10. En troisième lieu, M. D... soutient, d'une part, qu'en lui opposant en outre l'absence de possession d'un passeport et de ressources suffisantes et, par suite, une absence de garanties de représentation suffisantes au sens du f) du 3° du II de l'article
L. 511-1 du code de l'entrée et du séjour des étrangers et du droit d'asile, le préfet du Loiret s'est fondé sur des faits matériellement inexacts et, d'autre part, qu'il n'entrait pas dans le champ d'application du 2°du même article. Il ressort toutefois des pièces du dossier que le préfet aurait pris la même décision en se fondant sur les seuls motifs évoqués au point 9. Dès lors les moyens tirés de que la décision portant refus de délai de départ volontaires serait, pour ces motifs, entachées d'erreur de droit et d'erreur de fait doivent être écartés.

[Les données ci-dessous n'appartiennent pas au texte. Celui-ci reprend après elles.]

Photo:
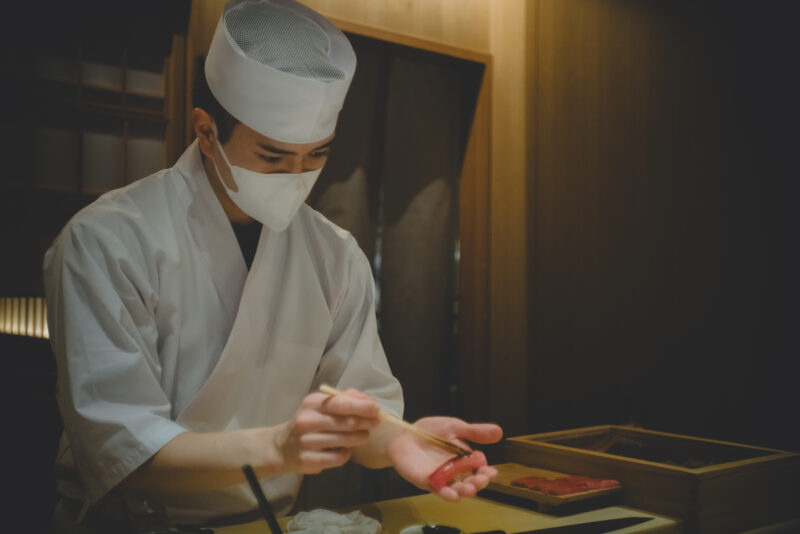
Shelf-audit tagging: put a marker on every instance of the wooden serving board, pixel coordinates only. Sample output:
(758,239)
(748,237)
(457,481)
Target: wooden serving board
(512,471)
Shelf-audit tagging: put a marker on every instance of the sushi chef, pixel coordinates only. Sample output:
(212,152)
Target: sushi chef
(195,313)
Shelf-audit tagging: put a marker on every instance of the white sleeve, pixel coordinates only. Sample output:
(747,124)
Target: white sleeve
(101,299)
(354,356)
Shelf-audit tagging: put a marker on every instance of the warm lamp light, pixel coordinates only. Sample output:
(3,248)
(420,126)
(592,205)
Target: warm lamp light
(24,316)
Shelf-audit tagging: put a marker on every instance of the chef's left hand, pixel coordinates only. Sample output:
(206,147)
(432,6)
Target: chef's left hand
(416,459)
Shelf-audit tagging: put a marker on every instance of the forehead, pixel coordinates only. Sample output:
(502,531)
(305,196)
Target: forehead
(247,135)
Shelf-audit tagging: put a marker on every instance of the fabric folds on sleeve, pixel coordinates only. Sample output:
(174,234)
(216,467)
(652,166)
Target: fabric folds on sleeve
(354,357)
(101,301)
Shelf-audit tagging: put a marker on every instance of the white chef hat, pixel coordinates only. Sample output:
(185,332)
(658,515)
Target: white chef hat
(280,68)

11. Il résulte de ce qui précède que M. D... n'est pas fondé à soutenir que c'est à tort que, par le jugement attaqué, le magistrat désigné du tribunal administratif d'Orléans a rejeté sa demande tendant à l'annulation de l'arrêté du 2 mars 2020 du préfet du Loiret en tant qu'il l'oblige à quitter le territoire français sans délai et fixe le pays de destination. Par voie de conséquence, ses conclusions à fin d'injonction sous astreinte et celles tendant à l'application des dispositions de articles L. 761-1 du code de justice administrative doivent également être rejetées.
D E C I D E
Article 1er : La requête de M. D... est rejetée.

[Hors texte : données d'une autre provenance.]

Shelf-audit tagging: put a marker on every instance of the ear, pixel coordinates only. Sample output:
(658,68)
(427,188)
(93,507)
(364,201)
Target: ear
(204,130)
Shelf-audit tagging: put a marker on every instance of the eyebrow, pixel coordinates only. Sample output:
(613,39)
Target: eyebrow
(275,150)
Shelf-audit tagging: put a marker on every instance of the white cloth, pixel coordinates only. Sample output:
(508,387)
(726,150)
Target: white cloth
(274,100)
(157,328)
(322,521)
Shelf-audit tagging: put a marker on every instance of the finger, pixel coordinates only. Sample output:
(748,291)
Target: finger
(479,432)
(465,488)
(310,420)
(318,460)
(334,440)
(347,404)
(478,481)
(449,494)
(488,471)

Article 2 : Le présent arrêt sera notifié à M. C... D... et au ministre de l'intérieur.
Copie en sera adressée au préfet du Loiret.
Délibéré après l'audience du 22 avril 2021, à laquelle siégeaient :
- Mme Perrot, président,
- Mme B..., président-assesseur,
- M. Berthon, premier conseiller.
Rendu public par mise à disposition au greffe le 21 mai 2021.
Le rapporteur
C. B...
Le président
I. Perrot
Le greffier
R. Mageau
La République mande et ordonne au ministre de l'intérieur en ce qui le concerne, et à tous huissiers de justice à ce requis en ce qui concerne les voies de droit commun contre les parties privées, de pourvoir à l'exécution de la présente décision.